Artículos de revistas
HIERARCHICAL AND NON-HIERARCHICAL CLUSTERING AND ARTIFICIAL NEURAL NETWORKS FOR THE CHARACTERIZATION OF GROUPS OF FEEDLOT-FINISHED MALE CATTLE
Boletim De Industria Animal. Nova Odessa: Inst Zootecnia, v. 72, n. 1, p. 41-50, 2015.
Agencia Paulista Tecnol Agronegocios
Universidade Estadual Paulista (Unesp)
Texas A&M Univ
The individual experimental results of 1,393 feedlot-finished cattle of different genetic groups obtained at different research institutions were collected. Exploratory multivariate hierarchical analysis was applied, which permitted the division of cattle into seven groups containing animals with similar performance patterns. The following variables were studied: weight of the animal at feedlot entry and exit, concentrate percentage, time spent in the feedlot, dry matter intake, weight gain, and feed efficiency.
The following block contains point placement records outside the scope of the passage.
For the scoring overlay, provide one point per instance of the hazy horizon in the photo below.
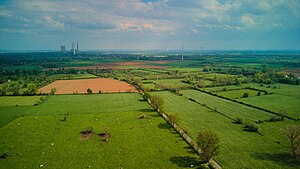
(150, 25)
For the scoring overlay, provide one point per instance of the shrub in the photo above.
(173, 119)
(275, 118)
(239, 120)
(251, 127)
(258, 121)
(89, 91)
(245, 95)
(88, 130)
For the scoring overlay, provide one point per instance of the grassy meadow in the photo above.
(50, 133)
(239, 148)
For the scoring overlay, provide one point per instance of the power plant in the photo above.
(63, 48)
(73, 50)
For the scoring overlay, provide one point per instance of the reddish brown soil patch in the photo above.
(104, 85)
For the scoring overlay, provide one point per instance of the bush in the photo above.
(88, 130)
(275, 118)
(258, 121)
(89, 91)
(245, 95)
(239, 120)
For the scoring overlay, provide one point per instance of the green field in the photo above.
(236, 94)
(226, 107)
(221, 88)
(19, 100)
(134, 143)
(277, 103)
(239, 148)
(167, 82)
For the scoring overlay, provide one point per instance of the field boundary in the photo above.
(181, 132)
(243, 103)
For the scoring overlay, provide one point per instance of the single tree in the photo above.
(89, 91)
(208, 142)
(157, 102)
(246, 95)
(200, 84)
(32, 89)
(173, 119)
(106, 134)
(292, 132)
(53, 91)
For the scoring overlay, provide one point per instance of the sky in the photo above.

The data were submitted to non-hierarchical k-means cluster analysis, which revealed that all traits should be considered. In addition to the variables used in the previous analysis, the following variables were included: dietary nutrient content, crude protein and total digestible nutrient intake, hot carcass weight and yield, fat coverage, and loin eye area. Using all of these data, structures of 3 to 14 groups were formed which were analyzed using Kohonen self-organizing maps. Specimens of the Nellore breed, either intact or castrated, were diluted among groups in hierarchical and non-hierarchical analysis, as well as in the analysis of artificial neural networks. Nellore animals therefore cannot be characterized as having a single behavior when finished in feedlots, since they participate in groups formed with animals of other Zebu breeds (Gyr, Guzera) and with animals of European breeds (Hereford, Aberdeen Angus, Caracu) that exhibit different performance potentials.